The federal indictment against four St. Louis Metropolitan Police Department officers is an important step in addressing the culture that has allowed police to consistently behave in an unconstitutional manner toward protesters. While it is a shame and a crime that an undercover officer was seriously injured with no lawful justification, he was treated that way only because he was mistaken for a protester.
We have yet to see anyone take responsibility for the many other officers who engaged in the same type of unlawful behavior toward demonstrators during the protests after Jason Stockley’s acquittal. It is disheartening to see city officials make believe that the beating of the pretend protester was an isolated or unusual incident. It was not.
That’s why the ACLU of Missouri sued the city in September 2017.
In October 2017, during a federal court hearing, protesters, members of the media, and neighbors who had been looking on told the court about experiencing the same type of unjustified abuse at the hands of police as did the undercover officer posing as a protester.
Officers used vague and perplexing ordinances to demand arbitrarily that free speech activity end when they decided. They used pepper spray and tear gas to punish people they disagreed with. And they destroyed phones and cameras and deleted files to avoid being caught engaging in such nefarious acts.
It’s been more than a year since a federal judge ruled that St. Louis police must immediately adopt protocols to protect the constitutional rights of protesters.
Solutions are available. Look no further than the reforms required by the 2016 consent decree between the U.S. Department of Justice and the Ferguson Police Department. Why are city officials feigning disbelief that there is any problem beyond four officers rather than embracing reforms that address the problem?
Police departments in this region do not respect the First Amendment when people are protesting the police. St. Louis officials should address this rampant lawlessness by its police rather than look for scapegoats who are acting exactly as one would expect based on the environment in which they trained and worked.
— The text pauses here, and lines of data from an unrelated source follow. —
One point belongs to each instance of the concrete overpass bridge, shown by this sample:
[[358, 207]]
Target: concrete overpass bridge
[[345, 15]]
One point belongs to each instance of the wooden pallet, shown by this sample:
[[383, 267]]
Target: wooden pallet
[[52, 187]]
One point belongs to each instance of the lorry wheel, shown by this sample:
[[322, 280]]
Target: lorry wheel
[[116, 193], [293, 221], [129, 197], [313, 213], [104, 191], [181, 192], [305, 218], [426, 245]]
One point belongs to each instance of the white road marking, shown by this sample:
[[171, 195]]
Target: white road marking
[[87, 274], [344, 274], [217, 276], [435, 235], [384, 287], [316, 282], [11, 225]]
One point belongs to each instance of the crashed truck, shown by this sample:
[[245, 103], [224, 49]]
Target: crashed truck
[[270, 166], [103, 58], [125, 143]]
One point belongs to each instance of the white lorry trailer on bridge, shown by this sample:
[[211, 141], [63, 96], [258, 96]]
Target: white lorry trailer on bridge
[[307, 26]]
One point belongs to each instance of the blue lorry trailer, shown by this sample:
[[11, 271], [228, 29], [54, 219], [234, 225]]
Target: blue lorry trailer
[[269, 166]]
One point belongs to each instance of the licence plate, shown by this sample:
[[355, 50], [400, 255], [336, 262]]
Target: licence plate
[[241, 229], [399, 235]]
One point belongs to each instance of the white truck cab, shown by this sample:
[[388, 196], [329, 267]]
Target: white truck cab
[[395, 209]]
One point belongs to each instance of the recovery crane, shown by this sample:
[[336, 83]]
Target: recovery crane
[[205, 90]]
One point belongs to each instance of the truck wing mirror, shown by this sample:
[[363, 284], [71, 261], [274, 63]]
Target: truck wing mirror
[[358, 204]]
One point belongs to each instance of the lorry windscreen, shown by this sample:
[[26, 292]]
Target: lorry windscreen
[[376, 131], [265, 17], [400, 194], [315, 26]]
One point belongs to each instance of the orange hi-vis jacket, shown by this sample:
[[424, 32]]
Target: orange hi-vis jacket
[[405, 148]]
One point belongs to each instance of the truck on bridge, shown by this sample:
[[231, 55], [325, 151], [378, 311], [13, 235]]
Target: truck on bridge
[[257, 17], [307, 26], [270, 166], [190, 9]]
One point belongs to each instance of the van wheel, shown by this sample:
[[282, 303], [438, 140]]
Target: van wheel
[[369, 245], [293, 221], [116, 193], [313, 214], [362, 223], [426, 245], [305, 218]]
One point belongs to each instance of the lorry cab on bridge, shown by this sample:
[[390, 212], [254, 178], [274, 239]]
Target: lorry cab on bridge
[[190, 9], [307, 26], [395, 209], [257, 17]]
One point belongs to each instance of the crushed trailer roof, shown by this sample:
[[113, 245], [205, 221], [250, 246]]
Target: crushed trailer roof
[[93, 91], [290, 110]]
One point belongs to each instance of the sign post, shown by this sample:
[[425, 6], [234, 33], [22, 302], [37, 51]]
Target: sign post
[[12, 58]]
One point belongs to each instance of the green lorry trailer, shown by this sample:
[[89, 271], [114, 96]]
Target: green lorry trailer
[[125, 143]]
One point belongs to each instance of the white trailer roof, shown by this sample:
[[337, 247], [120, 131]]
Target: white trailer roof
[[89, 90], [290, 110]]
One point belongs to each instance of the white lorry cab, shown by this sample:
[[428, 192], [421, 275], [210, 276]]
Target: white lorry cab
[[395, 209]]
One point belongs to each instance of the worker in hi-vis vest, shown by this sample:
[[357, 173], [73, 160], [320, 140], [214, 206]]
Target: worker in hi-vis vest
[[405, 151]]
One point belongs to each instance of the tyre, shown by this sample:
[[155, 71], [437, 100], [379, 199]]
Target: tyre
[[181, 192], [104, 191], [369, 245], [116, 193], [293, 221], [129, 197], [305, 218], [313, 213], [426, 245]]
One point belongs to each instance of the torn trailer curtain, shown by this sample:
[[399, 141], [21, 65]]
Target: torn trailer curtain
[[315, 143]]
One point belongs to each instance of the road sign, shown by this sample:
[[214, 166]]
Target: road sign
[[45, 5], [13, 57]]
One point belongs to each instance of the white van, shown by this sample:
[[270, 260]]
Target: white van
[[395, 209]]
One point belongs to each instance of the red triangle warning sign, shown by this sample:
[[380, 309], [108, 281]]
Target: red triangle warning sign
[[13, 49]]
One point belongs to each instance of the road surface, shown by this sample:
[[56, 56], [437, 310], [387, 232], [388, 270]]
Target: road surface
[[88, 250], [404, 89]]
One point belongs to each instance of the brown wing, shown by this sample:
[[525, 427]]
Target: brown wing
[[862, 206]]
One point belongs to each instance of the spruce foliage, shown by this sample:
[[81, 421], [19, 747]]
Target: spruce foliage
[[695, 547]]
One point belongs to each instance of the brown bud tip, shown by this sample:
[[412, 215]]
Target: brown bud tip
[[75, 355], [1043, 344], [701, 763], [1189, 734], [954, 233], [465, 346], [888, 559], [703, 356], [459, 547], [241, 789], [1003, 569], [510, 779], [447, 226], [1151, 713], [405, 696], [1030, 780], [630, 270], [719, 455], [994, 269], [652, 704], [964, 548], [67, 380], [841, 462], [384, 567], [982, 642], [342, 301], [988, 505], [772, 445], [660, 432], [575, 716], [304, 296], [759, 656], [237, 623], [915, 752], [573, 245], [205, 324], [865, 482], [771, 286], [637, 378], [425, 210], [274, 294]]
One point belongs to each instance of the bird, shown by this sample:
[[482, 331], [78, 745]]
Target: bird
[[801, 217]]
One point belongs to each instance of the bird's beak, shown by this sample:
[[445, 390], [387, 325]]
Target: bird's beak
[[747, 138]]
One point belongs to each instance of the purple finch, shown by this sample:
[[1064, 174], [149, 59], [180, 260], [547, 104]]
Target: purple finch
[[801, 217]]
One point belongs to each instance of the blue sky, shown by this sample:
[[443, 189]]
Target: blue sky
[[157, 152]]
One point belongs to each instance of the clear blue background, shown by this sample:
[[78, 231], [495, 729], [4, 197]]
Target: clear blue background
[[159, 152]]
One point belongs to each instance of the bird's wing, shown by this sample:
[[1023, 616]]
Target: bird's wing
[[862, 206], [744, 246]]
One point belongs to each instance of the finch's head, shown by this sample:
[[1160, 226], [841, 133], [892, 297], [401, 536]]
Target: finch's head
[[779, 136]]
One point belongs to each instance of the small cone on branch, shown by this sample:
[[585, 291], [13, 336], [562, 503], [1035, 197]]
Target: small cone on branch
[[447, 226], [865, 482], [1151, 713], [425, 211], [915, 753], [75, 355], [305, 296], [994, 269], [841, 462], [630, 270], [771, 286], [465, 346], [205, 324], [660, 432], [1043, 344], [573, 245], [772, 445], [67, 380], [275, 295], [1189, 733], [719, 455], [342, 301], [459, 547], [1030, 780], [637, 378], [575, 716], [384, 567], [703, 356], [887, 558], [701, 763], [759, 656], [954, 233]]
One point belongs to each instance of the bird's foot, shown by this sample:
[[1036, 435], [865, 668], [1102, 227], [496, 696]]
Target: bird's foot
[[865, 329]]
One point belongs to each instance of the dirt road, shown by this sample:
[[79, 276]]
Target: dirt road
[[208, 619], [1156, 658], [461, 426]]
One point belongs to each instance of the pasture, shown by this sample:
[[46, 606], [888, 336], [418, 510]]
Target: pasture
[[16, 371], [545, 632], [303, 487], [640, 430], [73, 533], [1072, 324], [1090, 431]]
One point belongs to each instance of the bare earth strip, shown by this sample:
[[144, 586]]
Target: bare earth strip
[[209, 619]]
We should be in a better place by now. The city of St. Louis has yet to adopt any meaningful policy changes since the protests after the 2014 killing of Michael Brown in Ferguson.
A large group of St. Louis police officers wielding batons provocatively chanted, “Whose streets? Our streets!” the night of the infamous kettling incident. Earlier, they made unlawful arrests and used illegal force against protesters. At least one of the indicted officers participated in that chant, perhaps not yet aware that one of their victims was a fellow police officer.
The role of a law enforcement officer is to protect and serve the community. In tension-filled times such as these, they must help people remain calm to preserve public safety.
Other cities do not have this problem repeatedly like we do. It won’t end until someone in city government shows leadership and respect for the safety of the people by permanently adopting commonsense safeguards protecting our constitutional rights.
We know the eyes of the world are upon St. Louis.
It is past time in St. Louis for our police to protect and serve all. It is time St. Louis moves toward true justice for all its people.
Jeffrey A. Mittman is executive director of ACLU of Missouri.